191 ada 1 parsel, 13.11.2006 tarihinde yapılan kadastro çalışmalarında davacı … …’ın ceddinden taksimen ve intikalen gelme gelme yeri olup, malik sıfatıyla kullanımında olduğu, ancak Eskişehir Kültür Ve Tabiat Varlıklarını Koruma Kurulunun 14.01.2000 tarih 1040 sayılı kararı ile kabul edilen Kocatepe Tarihi Sit Alanı içinde kaldığı, 2863 sayılı Kanunun 11. maddesi uyarınca korunması gerekli kültür ve tabiat varlıkları ile bunların koruma alanları ve sit alanlarının zilyetlikle kazanılmasının mümkün olmadığı açıklanarak Hazine adına tespit edilmiş, tutanağın beyanlar hanesine davacının kullanımında olduğu ve “korunması gerekli taşınmaz kültür varlığıdır.Kocatepe tarihi sit alanı” şerhi yazılmış tespitin itirazsız kesinleşmesiyle 30.01.2007 tarihinde tapu oluşmuştur. Mahkemece, 2863 sayılı Kanunda 2007 yılında yapılan değişikle tarihi sit alanlarının zilyetlikle iktisabının mümkün hale geldiği, bilirkişi raporlarına göre bu yerin 1. ve 2. derece arkeolojik sit alanı olmadığının saptandığı, kazanmayı sağlayan zilyetlik koşullarının davacı yararına oluştuğu açıklanarak davanın kabulüne karar verilmiş ise de mahkemenin bu görüşüne katılmak mümkün değildir.
Keşfe katılan teknik bilirkişi …’in 11.08.2001 tarihli ve Arkeolog bilirkişi …’in 15.08.2011 tarihli raporlarında, taşınmazın Eskişehir Kültür ve Tabiat Varlıklarını Koruma Kurulunca 14.01.2000 tarih ve 1040 sayılı kararı ile kabul edilen Başkomutanlık (Başkomutan) Milli Parkı Kocatepe Bölümü sit alanı içinde kaldığı belirlenmiştir.
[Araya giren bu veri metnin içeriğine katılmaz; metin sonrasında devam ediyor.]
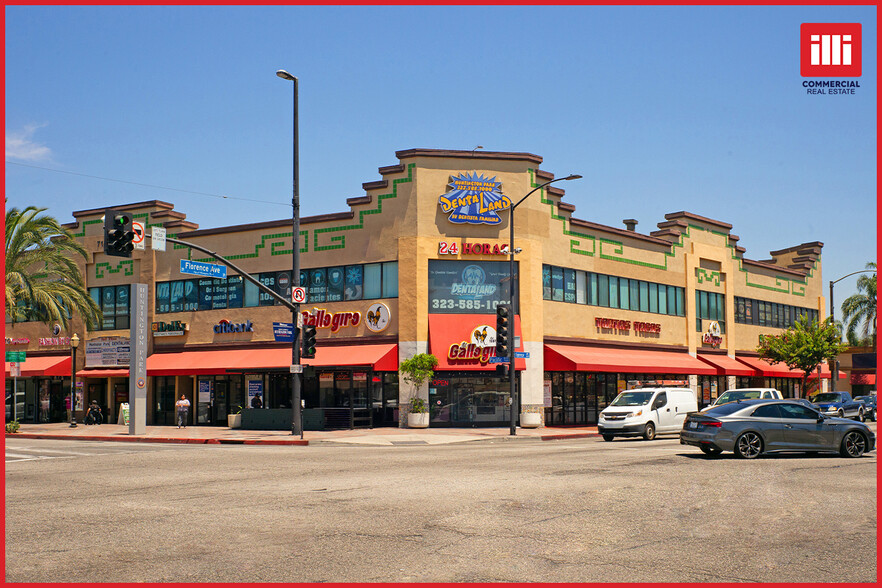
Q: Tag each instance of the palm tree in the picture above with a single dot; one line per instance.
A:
(859, 311)
(43, 281)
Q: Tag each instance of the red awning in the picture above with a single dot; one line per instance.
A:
(104, 373)
(381, 357)
(780, 370)
(457, 334)
(47, 365)
(863, 379)
(727, 366)
(569, 358)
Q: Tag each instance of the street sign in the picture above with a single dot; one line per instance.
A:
(140, 237)
(283, 332)
(198, 268)
(157, 240)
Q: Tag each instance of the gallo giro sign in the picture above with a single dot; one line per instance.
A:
(474, 199)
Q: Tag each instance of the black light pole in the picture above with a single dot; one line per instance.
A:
(74, 343)
(296, 420)
(515, 309)
(834, 373)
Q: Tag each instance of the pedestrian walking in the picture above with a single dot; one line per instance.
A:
(183, 406)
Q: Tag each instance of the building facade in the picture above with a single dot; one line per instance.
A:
(416, 264)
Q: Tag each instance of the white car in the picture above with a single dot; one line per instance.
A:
(747, 394)
(645, 412)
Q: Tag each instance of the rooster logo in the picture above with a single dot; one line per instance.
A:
(377, 317)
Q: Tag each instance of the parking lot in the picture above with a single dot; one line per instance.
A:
(580, 510)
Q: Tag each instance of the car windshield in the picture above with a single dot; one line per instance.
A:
(723, 409)
(632, 399)
(732, 396)
(827, 397)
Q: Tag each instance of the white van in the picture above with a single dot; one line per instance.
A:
(645, 412)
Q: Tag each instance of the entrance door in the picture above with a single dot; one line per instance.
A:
(221, 393)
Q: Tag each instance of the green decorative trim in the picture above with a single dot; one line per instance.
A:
(705, 276)
(127, 267)
(339, 241)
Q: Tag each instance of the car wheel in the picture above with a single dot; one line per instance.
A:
(853, 445)
(749, 445)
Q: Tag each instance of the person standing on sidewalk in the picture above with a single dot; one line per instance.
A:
(183, 407)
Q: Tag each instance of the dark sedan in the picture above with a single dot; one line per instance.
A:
(754, 427)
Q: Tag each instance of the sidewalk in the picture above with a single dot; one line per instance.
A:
(223, 435)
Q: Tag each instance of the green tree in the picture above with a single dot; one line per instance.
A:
(43, 281)
(859, 311)
(803, 346)
(415, 371)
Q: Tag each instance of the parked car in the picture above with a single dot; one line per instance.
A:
(840, 404)
(645, 412)
(869, 403)
(745, 394)
(751, 428)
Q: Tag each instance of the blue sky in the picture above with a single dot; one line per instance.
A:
(661, 109)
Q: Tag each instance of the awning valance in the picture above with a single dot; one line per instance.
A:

Anılan karar dosya içerisinde olup, Başkomutanlık (Başkomutan) Tarihi Milli Parkı’nın Afyon İli sınırlarında kalan Kocatepe kısmının 2863 sayılı Kanun uyarınca tarihi sit olarak tescil edilmesine karar verildiği saptanmıştır.
Başkomutan Tarihi Milli Parkı, 22.10.1981 tarih ve 17492 sayılı Resmi Gazetede yayınlanarak ilan edilen Bakanlar Kurulunun 31.08.1981 tarih ve 8/3580 sayılı kararı ile Dumlupınar ve Kocatepe olmak üzere iki bölüm halinde belirlenmiş, söz konusu alanların milli park olarak ayrılması ve uygulanması için orman rejimi kapsamına alınması kararlaştırılmıştır. 2873 sayılı Milli Parklar Kanununun 15. maddesine göre milli park kapsamında kalan yerlerin tapuya tescili mümkün değildir. Bu durumda, mahkemece davanın reddine karar verilmesi gerekirken açıklanan gerekçeyle kabulü doğru olmamıştır.
Davalı Hazine vekilinin temyiz itirazları bu bakımdan yerinde olduğundan kabulü ile yerel mahkeme hükmünün HMK.nun geçici 3. maddesi yollamasıyla HUMK.nun 428. maddesi gereğince BOZULMASINA, taraflarca HUMK.nun 388/4 (HMK.m 297/ç) ve HUMK.nun 440/I maddeleri gereğince Yargıtay Daire ilamının tebliğinden itibaren ilama karşı 15 gün içinde karar düzeltme isteğinde bulunulabileceğine, 20.09.2012 tarihinde oybirliğiyle karar verildi.